Observations on the interactions of nutrition and infection led to the 1967 WHO monograph written with two colleagues, with this title. In the 1960s, I was instrumental in developing broad US support for high-priority research on nutrition problems in Southeast Asia and the Indian subcontinent. Visiting camps in India in 1971 in which 15 million persons had sought refuge from the civil war in Bangladesh, I was appalled by the high mortality among infants and young children. To counter it, I helped UNICEF obtain approval for the distribution of a special weaning food that saved the lives of many children.
I remain an active advocate of adequately feeding the world. I also remain an advisor in the field of food and nutrition to governments, international and national organisations. I advise and write on nutrition from my home in the White Mountains of New Hampshire.
In 1961, two years after earning my MPH at Harvard, I established the new department of nutrition and food science at Massachusetts Institute of Technology. I initiated research in 1981 on the functional consequences of iron deficiency, particularly impaired cognition, a field of study that continues to occupy me as coordinator of the Iron Deficiency Project Advisory Service, sponsored by the International Nutrition Foundation , which I founded in 1982 and led until 2009.While at MIT I convened international meetings on nutrition, learning and behaviour, and single cell protein for human consumption, that became major areas of research applicable to lower-income countries. I also developed an international food and nutrition programme at MIT. In 1975 I initiated and for two decades directed the World Hunger Programme of the United Nations University, and its successor, the Food, Nutrition Programme for Human and Social Development . I continue to advise the programme and edited its publications for many years.

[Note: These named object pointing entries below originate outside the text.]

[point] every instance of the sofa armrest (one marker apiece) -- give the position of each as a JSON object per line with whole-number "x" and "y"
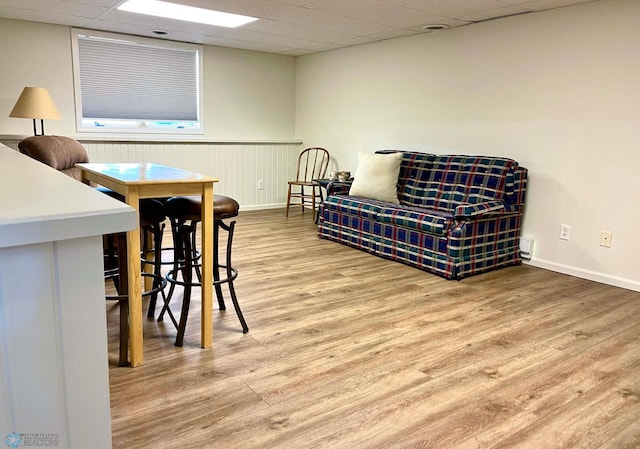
{"x": 483, "y": 209}
{"x": 338, "y": 188}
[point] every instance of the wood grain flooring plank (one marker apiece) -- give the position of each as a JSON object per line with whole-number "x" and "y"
{"x": 347, "y": 350}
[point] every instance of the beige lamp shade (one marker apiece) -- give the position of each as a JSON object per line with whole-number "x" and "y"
{"x": 35, "y": 103}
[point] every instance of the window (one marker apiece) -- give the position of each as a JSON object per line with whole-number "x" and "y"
{"x": 131, "y": 84}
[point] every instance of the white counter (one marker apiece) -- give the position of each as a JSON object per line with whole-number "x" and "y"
{"x": 54, "y": 382}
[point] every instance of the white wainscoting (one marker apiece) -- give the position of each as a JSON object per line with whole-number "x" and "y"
{"x": 238, "y": 166}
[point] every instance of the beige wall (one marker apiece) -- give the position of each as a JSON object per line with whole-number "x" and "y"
{"x": 248, "y": 95}
{"x": 557, "y": 90}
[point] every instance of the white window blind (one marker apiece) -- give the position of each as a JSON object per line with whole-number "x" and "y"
{"x": 145, "y": 85}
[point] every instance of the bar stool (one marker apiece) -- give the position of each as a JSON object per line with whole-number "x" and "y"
{"x": 184, "y": 214}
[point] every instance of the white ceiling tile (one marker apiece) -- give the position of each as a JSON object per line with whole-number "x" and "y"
{"x": 375, "y": 11}
{"x": 143, "y": 30}
{"x": 495, "y": 13}
{"x": 397, "y": 32}
{"x": 269, "y": 39}
{"x": 57, "y": 7}
{"x": 253, "y": 8}
{"x": 540, "y": 5}
{"x": 290, "y": 29}
{"x": 449, "y": 8}
{"x": 44, "y": 17}
{"x": 244, "y": 45}
{"x": 286, "y": 26}
{"x": 319, "y": 19}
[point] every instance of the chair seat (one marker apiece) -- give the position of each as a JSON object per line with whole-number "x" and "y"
{"x": 189, "y": 207}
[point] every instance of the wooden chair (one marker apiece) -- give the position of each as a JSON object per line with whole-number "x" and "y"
{"x": 312, "y": 164}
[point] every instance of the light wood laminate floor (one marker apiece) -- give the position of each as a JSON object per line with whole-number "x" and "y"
{"x": 347, "y": 350}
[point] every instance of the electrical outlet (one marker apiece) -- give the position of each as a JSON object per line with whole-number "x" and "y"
{"x": 605, "y": 239}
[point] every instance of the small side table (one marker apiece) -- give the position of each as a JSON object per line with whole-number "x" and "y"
{"x": 324, "y": 183}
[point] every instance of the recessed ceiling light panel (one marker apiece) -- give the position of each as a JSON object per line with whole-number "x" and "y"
{"x": 435, "y": 27}
{"x": 187, "y": 13}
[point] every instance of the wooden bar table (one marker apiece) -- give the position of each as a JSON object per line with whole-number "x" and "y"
{"x": 136, "y": 181}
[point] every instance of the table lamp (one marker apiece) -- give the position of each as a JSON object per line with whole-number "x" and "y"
{"x": 35, "y": 103}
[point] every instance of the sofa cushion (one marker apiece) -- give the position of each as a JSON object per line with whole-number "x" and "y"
{"x": 376, "y": 177}
{"x": 353, "y": 205}
{"x": 433, "y": 222}
{"x": 454, "y": 180}
{"x": 59, "y": 152}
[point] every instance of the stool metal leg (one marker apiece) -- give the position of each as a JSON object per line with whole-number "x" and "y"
{"x": 185, "y": 263}
{"x": 187, "y": 276}
{"x": 232, "y": 274}
{"x": 216, "y": 266}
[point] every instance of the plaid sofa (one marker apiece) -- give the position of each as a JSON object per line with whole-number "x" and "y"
{"x": 458, "y": 215}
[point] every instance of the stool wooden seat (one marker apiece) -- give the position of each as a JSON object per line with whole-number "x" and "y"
{"x": 184, "y": 214}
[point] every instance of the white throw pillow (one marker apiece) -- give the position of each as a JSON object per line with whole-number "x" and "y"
{"x": 377, "y": 177}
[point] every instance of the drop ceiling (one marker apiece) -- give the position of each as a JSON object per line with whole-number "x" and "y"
{"x": 288, "y": 27}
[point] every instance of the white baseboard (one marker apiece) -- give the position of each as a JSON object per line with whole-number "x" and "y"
{"x": 603, "y": 278}
{"x": 264, "y": 206}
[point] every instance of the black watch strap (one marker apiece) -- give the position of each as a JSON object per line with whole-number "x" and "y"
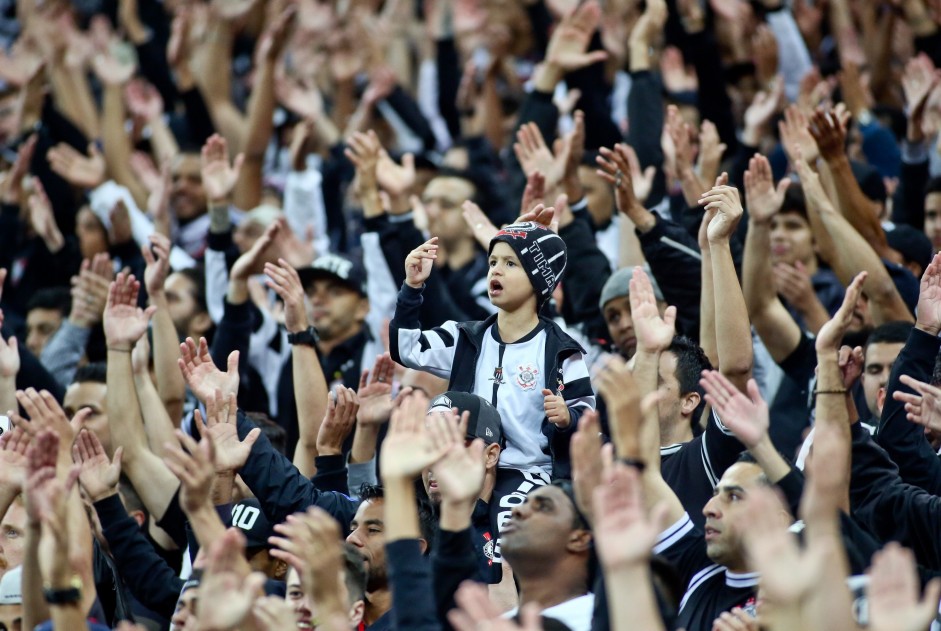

I am professor emeritus at MIT and a visiting professor at Tufts University. More than 500 food and nutrition scientists have been educated and trained in programmes that I and colleagues have created, helping the most impoverished areas of the world identify and meet their most pressing nutritional personnel needs. In my 85th year I received a $US 5 million five-year foundation grant to continue the type of fellowship opportunities to which my life has been devoted
I have written or edited over 20 books and monographs and more than 650 articles on clinical nutrition, nutrition and infection, agricultural and food chemistry, food and nutrition policy, and public health nutrition. I continue to teach workshops internationally and recently completed research projects in Syria, Bangladesh and Ghana. I have received over 40 honorary degrees, honorary professorships and awards of merit and recognition from all over the world. In September 1988, I received the Bristol-Myers award for distinguished achievements in nutrition research. I became a Fellow of the American Institute of Nutrition in 1985. I have held the Joseph Goldberger Award in Clinical Nutrition, given by the American Medical Association, and the McCollum Award of the American Society for Clinical Nutrition. In 1991 I was the World Food Prize laureate. Awarded the Kellogg/ Society for International Nutrition Research International Prize in 2002, Have also been honoured by the UN for ‘a lifetime of achievement, and service to its Standing Committee on Nutrition’, I am a member of the US National Academy of Science, and a former president of the International Union of Nutritional Sciences. Association founder member.